Another feature of the 1913 convention was the new method of electing officers, by which a primary vote was taken on nominations, and afterward a regular ballot was cast; one officer was added to the members of the official board, making nine instead of eight, the former number. The new officers elected were Mrs. Breckenridge of Kentucky, the great-granddaughter of Henry Clay, and Mrs. Catherine Ruutz-Rees of Greenwich, Connecticut. The old officers were re-elected—Miss Jane Addams as first vice-president, Mrs. Breckenridge and Mrs. Ruutz-Rees as second and third vice-presidents, Mrs. Mary Ware Dennett as corresponding secretary, Mrs. Susan Fitzgerald as recording secretary, Mrs. Stanley McCormack as treasurer, Mrs. Joseph Bowen of Chicago and Mrs. James Lees Laidlaw of New York City as auditors.

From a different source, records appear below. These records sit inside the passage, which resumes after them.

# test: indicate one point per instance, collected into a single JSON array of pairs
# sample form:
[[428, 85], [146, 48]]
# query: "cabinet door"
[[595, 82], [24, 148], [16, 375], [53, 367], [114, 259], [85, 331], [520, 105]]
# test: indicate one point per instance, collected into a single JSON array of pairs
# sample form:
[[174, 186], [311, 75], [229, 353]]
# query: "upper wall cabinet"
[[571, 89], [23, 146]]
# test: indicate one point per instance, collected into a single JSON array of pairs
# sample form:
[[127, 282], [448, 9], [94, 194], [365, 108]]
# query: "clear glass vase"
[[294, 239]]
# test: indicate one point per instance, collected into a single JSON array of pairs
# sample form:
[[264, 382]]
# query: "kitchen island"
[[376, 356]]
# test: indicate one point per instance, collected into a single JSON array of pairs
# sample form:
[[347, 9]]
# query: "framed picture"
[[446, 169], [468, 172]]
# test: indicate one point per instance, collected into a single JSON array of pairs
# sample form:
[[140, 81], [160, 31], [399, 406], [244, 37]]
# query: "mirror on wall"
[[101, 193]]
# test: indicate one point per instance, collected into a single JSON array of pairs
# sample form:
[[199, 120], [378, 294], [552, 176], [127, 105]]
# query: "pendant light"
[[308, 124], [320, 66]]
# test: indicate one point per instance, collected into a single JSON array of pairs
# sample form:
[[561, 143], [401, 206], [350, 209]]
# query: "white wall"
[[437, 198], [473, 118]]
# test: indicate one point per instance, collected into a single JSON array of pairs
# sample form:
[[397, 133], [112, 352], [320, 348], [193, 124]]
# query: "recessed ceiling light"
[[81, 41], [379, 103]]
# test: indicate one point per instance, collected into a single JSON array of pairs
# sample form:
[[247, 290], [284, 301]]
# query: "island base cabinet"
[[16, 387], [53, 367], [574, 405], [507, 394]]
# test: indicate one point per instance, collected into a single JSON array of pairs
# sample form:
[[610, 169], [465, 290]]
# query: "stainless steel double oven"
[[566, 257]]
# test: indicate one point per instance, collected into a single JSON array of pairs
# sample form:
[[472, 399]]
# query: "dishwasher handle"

It would be difficult to secure a group of women of more marked ability, or better-known workers in various lines of philanthropic and educational work, than the members composing this admirable board. At the convention of 1914, held in Nashville, several of them resigned, and at present (in 1914) the "National's" affairs are in the hands of this inspiring group, again headed by the much-criticized and chastened writer of these reminiscences:

     Mrs. Stanley McCormack, first vice-president.
     Mrs. Desha Breckenridge, second vice-president.
     Dr. Katharine B. Davis, third vice-president.
     Mrs. Henry Wade Rogers, treasurer.
     Mrs. John Clark, corresponding secretary.
     Mrs. Susan Walker Fitzgerald, recording secretary.
     Mrs. Medill McCormack,                  }
                                             } Auditors
     Mrs. Walter McNabb Miller, of Missouri  }

In a book of this size, and covering the details of my own life as well as the development of the great Cause, it is, of course, impossible to mention by name each woman who has worked for us—though, indeed, I would like to make a roll of honor and give them all their due. In looking back I am surprised to see how little I have said about many women with whom I have worked most closely—Rachel Foster Avery, for example, with whom I lived happily for several years; Ida Husted Harper, the historian of the suffrage movement and the biographer of Miss Anthony, with whom I made many delightful voyages to Europe; Alice Stone Blackwell, Rev. Mary Saffard, Jane Addams, Katharine Waugh McCullough, Ella Stewart, Mrs. Mary Wood Swift, Mrs. Mary S. Sperry, Mary Cogshall, Florence Kelly, Mrs. Ogden Mills Reid and Mrs. Norman Whitehouse (to mention only two of the younger "live wires" in our New York work), Sophonisba Breckenridge, Mrs. Clara B. Arthur, Rev. Caroline Bartlett Crane, Mrs. James Lees Laidlaw, Mrs. Raymond Brown, the splendidly executive president of our New York State Suffrage Association, and my benefactress, Mrs. George Howard Lewis of Buffalo. To all of them, and to thousands of others, I make my grateful acknowledgment of indebtedness for friendship and for help.